The local ballet field is on a rise and is constantly improving throughout the years. The level of ballet locally has definitely increased, with many uprising and talented dancers here on the Maltese Islands. However, there are numerous problems which I feel still need to be addressed. The level of local training is of a high enough standard that students would be able to pursue dance further at vocational schools, however I feel that there isn’t enough support for this. I feel that we also need to develop a local audience which would actively come to watch local and international students and artists performing on local stages and events.
If you had to meet any other ballerina, local or foreign, who would it be and what would you talk about?
An idol I’ve had from about the age of 11 is Miko Fogarty. I began watching her videos on YouTube and found her absolutely mesmerising to watch. Since she is only two years older than I am, I took her as my role model due to her pure talent and achievements obtained at such a young age. I would love to listen to all of the roles she’s played, outstanding theatres she’s performed at and experiences she’s had working with world renowned dancers and choreographers.
Do you feel you have enough space to spread your artistic wings in Malta?
Yes and no. I believe that we definitely have strong teachers over here who train students to a high level. However, there is little reason to pursue it any further than a recreational hobby or semi-professional work. The main joy of dancing is to perform and share your passion and talent in front of an audience, but audiences simply aren’t strong enough to make it a viable choice. The recent founding of ZfinMalta National Dance Ensemble is also a huge step in the right direction, showing that a strong ballet background can definitely help dancers become versatile and branch out into contemporary dance. However I still feel that we are at a stage where dance is seen as little more than a hobby.

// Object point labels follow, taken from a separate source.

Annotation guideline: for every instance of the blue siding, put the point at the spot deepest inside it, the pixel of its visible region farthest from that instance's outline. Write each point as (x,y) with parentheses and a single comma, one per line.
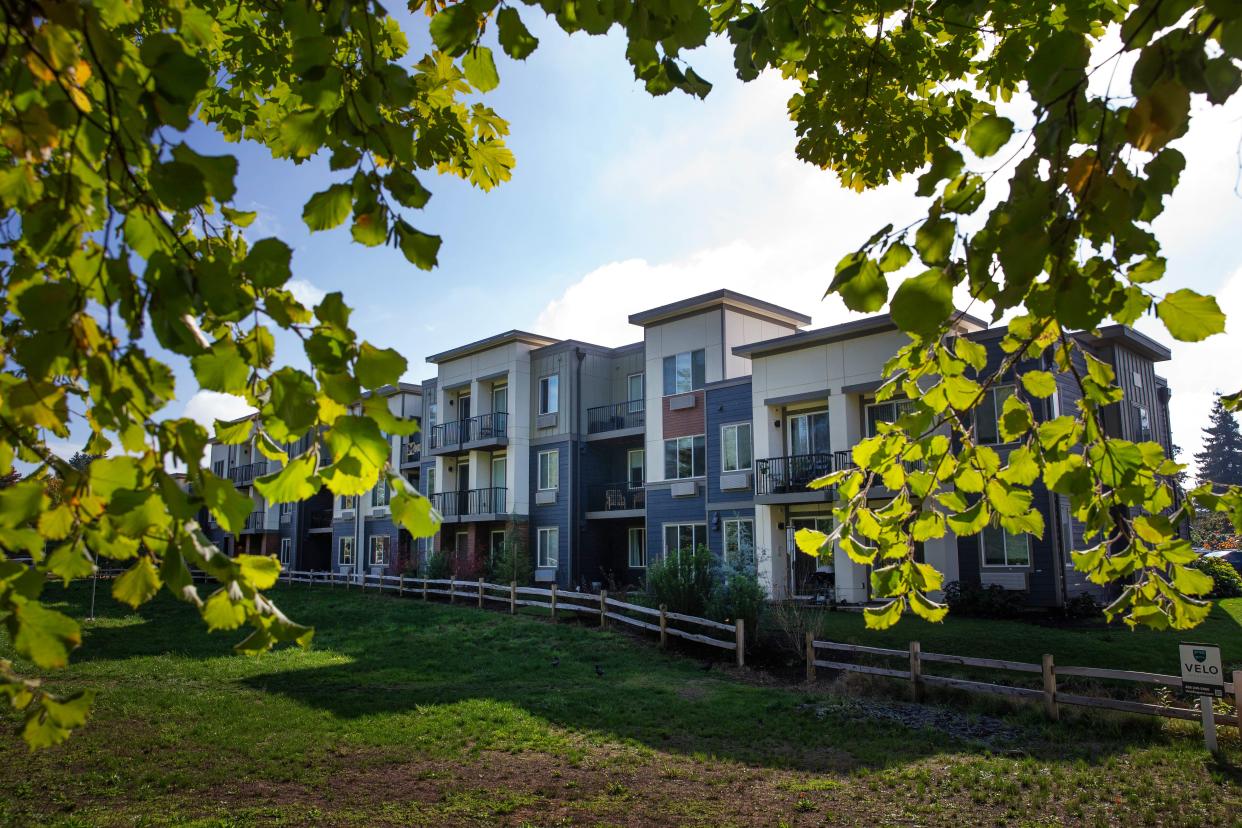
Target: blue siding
(555,514)
(727,405)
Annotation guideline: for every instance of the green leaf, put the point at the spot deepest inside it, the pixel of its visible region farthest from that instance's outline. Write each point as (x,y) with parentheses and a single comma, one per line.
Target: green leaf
(138,584)
(516,40)
(481,68)
(1190,317)
(328,209)
(988,134)
(922,303)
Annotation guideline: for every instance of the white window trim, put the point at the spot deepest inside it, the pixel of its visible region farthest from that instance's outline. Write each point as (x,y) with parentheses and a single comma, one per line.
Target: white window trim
(555,469)
(983,554)
(540,561)
(724,427)
(642,548)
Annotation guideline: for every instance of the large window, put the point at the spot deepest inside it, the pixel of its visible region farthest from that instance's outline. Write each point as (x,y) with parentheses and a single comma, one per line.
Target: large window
(549,543)
(380,549)
(1002,549)
(380,493)
(684,457)
(990,407)
(637,544)
(549,394)
(683,538)
(739,541)
(889,411)
(735,447)
(549,469)
(684,373)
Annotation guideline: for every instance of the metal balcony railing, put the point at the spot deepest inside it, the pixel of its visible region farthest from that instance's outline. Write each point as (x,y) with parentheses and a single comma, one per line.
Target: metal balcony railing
(244,474)
(472,502)
(616,497)
(615,417)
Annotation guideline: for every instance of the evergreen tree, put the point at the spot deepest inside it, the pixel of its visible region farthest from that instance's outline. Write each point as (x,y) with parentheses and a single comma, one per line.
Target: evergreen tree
(1221,459)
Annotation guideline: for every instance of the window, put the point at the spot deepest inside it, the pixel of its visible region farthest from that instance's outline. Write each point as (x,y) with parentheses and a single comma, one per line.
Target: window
(739,541)
(637,548)
(380,546)
(878,412)
(549,394)
(380,493)
(679,538)
(1002,549)
(684,457)
(990,407)
(735,447)
(684,373)
(549,541)
(636,392)
(549,469)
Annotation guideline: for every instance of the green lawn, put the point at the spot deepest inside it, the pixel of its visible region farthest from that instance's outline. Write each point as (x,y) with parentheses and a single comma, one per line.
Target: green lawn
(405,713)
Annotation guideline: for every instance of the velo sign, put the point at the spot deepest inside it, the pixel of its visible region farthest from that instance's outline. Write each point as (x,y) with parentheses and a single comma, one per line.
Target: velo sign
(1201,673)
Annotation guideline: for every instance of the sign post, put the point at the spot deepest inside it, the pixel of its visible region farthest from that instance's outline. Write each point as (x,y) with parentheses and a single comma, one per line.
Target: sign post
(1202,675)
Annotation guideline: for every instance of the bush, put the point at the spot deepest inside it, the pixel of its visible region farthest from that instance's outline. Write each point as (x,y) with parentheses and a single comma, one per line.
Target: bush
(970,600)
(1227,581)
(683,582)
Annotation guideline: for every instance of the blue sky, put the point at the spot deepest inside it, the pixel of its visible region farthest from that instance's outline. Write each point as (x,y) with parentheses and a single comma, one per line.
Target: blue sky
(621,201)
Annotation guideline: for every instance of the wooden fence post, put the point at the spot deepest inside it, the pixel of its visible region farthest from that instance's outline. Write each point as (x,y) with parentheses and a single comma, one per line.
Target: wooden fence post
(915,672)
(739,637)
(1050,688)
(1237,698)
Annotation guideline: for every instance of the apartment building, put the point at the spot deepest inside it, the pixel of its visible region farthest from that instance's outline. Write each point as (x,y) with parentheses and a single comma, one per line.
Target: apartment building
(595,461)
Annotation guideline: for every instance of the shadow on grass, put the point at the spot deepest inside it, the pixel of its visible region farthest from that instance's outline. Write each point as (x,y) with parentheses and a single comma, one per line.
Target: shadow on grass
(431,674)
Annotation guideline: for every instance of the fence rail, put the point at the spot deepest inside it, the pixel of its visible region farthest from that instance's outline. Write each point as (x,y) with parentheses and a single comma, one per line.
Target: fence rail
(1047,669)
(602,606)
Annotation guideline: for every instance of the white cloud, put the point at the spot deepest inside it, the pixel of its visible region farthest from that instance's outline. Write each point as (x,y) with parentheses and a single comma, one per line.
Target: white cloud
(304,292)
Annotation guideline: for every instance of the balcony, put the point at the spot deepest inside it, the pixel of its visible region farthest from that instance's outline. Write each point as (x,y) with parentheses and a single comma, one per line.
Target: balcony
(786,479)
(615,500)
(619,420)
(244,474)
(485,431)
(472,504)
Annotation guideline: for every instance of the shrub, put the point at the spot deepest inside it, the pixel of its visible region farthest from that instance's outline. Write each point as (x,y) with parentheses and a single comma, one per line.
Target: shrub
(1227,582)
(683,582)
(983,602)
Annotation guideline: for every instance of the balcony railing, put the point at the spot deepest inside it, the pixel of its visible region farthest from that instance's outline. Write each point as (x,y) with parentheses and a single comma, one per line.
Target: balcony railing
(615,417)
(492,426)
(244,474)
(471,502)
(794,473)
(616,497)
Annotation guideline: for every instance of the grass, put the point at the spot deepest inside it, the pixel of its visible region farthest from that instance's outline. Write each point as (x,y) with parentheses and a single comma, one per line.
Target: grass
(405,713)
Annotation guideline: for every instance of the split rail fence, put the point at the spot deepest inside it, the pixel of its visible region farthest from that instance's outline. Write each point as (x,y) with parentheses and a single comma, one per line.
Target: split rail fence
(607,608)
(1050,694)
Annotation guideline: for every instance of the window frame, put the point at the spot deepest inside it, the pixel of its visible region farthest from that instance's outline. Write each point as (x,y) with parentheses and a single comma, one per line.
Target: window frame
(540,560)
(724,446)
(1005,539)
(549,394)
(697,468)
(554,453)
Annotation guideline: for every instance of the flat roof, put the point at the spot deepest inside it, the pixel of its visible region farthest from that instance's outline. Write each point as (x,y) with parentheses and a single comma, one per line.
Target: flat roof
(719,298)
(851,329)
(489,343)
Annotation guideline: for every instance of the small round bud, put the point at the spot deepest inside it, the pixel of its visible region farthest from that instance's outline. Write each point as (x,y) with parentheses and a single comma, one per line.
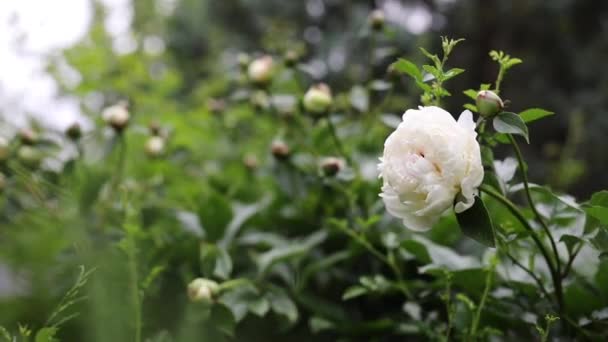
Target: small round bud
(74,132)
(318,99)
(376,19)
(291,58)
(250,162)
(260,70)
(279,150)
(29,156)
(202,290)
(28,136)
(4,149)
(216,106)
(260,100)
(116,116)
(154,128)
(331,166)
(488,103)
(243,59)
(155,146)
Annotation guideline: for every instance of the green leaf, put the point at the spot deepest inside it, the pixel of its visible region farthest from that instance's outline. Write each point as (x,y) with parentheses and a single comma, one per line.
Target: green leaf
(404,66)
(46,335)
(599,199)
(570,241)
(510,123)
(476,223)
(452,73)
(600,213)
(281,304)
(471,93)
(534,114)
(353,292)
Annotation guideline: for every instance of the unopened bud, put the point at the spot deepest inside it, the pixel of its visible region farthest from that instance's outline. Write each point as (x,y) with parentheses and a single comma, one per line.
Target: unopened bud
(28,136)
(4,149)
(216,106)
(202,290)
(154,128)
(488,103)
(318,99)
(243,60)
(279,150)
(116,116)
(291,58)
(260,70)
(29,156)
(250,161)
(74,132)
(155,146)
(376,19)
(331,166)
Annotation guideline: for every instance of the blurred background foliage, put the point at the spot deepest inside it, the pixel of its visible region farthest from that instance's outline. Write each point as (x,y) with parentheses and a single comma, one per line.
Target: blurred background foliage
(218,172)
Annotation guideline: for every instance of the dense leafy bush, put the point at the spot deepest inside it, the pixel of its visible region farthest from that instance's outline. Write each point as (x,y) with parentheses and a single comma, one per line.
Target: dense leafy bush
(250,211)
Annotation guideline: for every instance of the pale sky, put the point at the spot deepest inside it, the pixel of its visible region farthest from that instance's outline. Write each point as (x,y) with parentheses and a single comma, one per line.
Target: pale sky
(31,30)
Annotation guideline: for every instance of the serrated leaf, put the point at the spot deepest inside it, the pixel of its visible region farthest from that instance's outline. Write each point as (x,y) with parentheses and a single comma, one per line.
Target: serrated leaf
(510,123)
(353,292)
(476,223)
(471,107)
(402,65)
(534,114)
(380,85)
(46,335)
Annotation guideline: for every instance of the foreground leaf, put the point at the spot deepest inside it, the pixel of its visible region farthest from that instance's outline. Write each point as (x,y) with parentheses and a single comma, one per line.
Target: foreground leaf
(476,223)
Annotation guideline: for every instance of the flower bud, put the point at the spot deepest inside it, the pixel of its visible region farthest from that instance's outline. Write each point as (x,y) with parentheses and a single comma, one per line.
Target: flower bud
(116,116)
(376,19)
(243,60)
(202,290)
(155,146)
(73,131)
(279,150)
(488,103)
(250,161)
(216,106)
(4,149)
(29,156)
(260,70)
(291,58)
(330,166)
(317,99)
(28,136)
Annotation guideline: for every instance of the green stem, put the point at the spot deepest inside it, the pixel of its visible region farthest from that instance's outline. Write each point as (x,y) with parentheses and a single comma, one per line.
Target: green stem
(482,302)
(135,296)
(337,142)
(517,213)
(537,215)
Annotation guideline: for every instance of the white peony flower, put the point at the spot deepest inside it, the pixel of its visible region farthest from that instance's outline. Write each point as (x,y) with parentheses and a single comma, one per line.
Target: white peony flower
(155,146)
(202,290)
(116,116)
(429,161)
(260,70)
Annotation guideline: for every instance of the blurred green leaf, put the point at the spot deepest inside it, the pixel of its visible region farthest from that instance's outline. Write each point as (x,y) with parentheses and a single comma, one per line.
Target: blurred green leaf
(510,123)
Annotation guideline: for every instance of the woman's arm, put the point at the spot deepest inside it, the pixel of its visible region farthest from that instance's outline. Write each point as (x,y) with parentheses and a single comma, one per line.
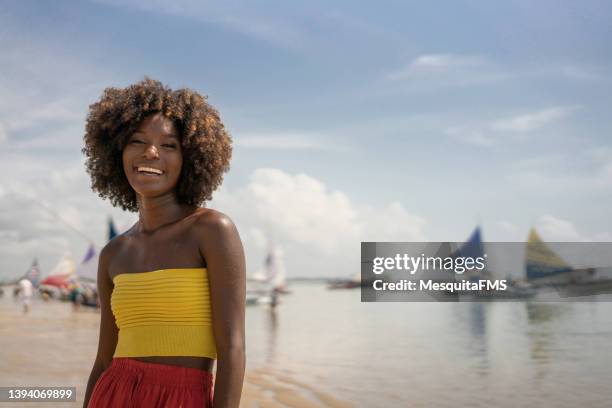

Nicola captured by Kurt Paris
How does Malta fare with the rest of the world with regards to ballet?
When you consider that many other countries in the world have large resident ballet companies where students are chosen from a young age and train vocationally under world class teachers until they arrive at a highly trained state to be part of a company, I still think it would be unfair to say that Malta is very far behind. We’re slowly developing an infrastructure to train students at such high levels and letting go of the mentality that dance is something that you pursue as a hobby. We’re incorporating varying styles at correct ages to allow students to become versatile and interested in diverse ways of moving. We still have quite a way to go to ever come close to leading countries in ballet and other styles of dance, but the positive thing is that we’re making constant progress!
Can you talk us through a typical day in your life?
Being a student, a typical day always involves some sort of way of balancing out my academic and artistic work. My day begins with school, with lessons spread out through the day from 7.45am until around 12/2.45pm. This is followed by lunch at home, normally very rushed since I would need to get ready for private lessons. After sitting down for around three hours, my body can finally get moving at the end of the day! Ballet class goes on for around two hours – the first hour being a normal ballet class followed by an hour dedicated to rehearsals for our upcoming performance. Once class is over, I can finally go home to shower, eat dinner and either do my work or study, according to what’s been assigned to me. This crazy timetable becomes more relaxed on other days of the week, making studying and working a little easier. Dancing has become a large part of my life, and does of course take up a lot of time and effort, making it a challenge to keep up with everything else, but I just couldn’t imagine my life without it!